This lesson explores the storing phase of the data pipeline in Azure, focusing on optimal storage solutions for analytics and batch processing.
In this lesson from the Azure Data Fundamentals (DP-900) course, we explore the Storing phase of the data pipeline. After extracting and transforming data with Azure Data Factory, the next step is to load your cleansed data into the optimal storage solution for batch processing, reporting, and analytical workloads.
Azure Synapse Analytics and Azure Data Lake Storage
Azure Synapse Analytics integrates seamlessly with Azure Data Lake Storage (ADLS). You can store data in multiple formats—CSV, Parquet, JSON, and more—and use PolyBase to run T-SQL queries directly against your files.

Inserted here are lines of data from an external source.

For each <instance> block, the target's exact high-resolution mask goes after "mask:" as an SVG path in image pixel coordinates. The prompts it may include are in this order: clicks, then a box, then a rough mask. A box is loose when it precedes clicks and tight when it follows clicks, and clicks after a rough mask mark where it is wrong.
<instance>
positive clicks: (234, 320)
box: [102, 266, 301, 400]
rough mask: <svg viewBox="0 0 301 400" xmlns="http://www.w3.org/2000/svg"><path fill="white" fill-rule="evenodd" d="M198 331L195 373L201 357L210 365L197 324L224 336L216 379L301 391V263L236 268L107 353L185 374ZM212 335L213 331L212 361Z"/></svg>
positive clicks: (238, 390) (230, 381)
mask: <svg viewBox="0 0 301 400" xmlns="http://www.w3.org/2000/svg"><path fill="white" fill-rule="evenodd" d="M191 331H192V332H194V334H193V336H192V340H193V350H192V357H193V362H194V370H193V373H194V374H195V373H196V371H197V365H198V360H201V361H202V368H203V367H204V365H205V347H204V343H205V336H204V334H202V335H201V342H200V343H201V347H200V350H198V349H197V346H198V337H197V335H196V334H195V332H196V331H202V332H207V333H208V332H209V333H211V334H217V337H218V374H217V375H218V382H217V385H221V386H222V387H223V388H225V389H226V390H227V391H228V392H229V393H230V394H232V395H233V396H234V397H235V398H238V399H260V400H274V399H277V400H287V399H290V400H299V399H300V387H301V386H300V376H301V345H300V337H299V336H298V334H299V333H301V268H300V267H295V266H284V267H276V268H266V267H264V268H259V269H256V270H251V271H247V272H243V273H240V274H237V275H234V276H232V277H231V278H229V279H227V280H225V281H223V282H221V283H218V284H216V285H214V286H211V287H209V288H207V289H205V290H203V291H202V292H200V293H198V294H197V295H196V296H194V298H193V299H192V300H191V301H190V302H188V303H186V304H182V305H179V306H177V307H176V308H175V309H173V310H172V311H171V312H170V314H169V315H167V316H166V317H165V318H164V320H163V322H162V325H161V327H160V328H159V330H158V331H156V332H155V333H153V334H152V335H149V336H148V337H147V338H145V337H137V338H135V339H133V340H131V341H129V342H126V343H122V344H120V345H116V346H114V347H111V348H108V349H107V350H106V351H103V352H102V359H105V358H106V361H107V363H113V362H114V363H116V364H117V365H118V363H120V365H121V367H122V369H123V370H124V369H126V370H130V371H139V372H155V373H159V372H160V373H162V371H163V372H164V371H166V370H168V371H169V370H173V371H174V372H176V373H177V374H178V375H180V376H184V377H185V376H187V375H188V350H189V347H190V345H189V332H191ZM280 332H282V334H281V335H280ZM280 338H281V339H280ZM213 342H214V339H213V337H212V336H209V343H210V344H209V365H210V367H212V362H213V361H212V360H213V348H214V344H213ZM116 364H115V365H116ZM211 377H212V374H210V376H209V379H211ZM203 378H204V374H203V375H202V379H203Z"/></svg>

No ETL is required before querying. PolyBase pushes computation down to ADLS, boosting performance and reducing costs.
When designing for analytics, your table schemas often deviate from OLTP patterns. Two popular modeling techniques are the Star Schema and the Cube Schema.
A star schema centers around a fact table containing numeric measures (e.g., sales amounts), linked to multiple dimension tables (e.g., Customer, Product, Date).
Fact table: Holds transactional metrics over time.
Dimension tables: Store descriptive attributes for filtering and grouping.
This model simplifies SQL joins and enhances query performance, especially in Azure Synapse dedicated SQL pools.
A cube schema extends beyond two dimensions by stacking multiple slices of data—each slice represents the fact table at a specific dimension value (e.g., year).
Fast aggregations along time, geography, and product axes.
Pre-aggregated views reduce query runtime.
Scales to 4+ dimensions in many OLAP systems.
Cubes optimize dashboards and BI tools that require instant drill-downs and rollups.
Some OLAP solutions support even more dimensions—each tailored for specialized analytical queries.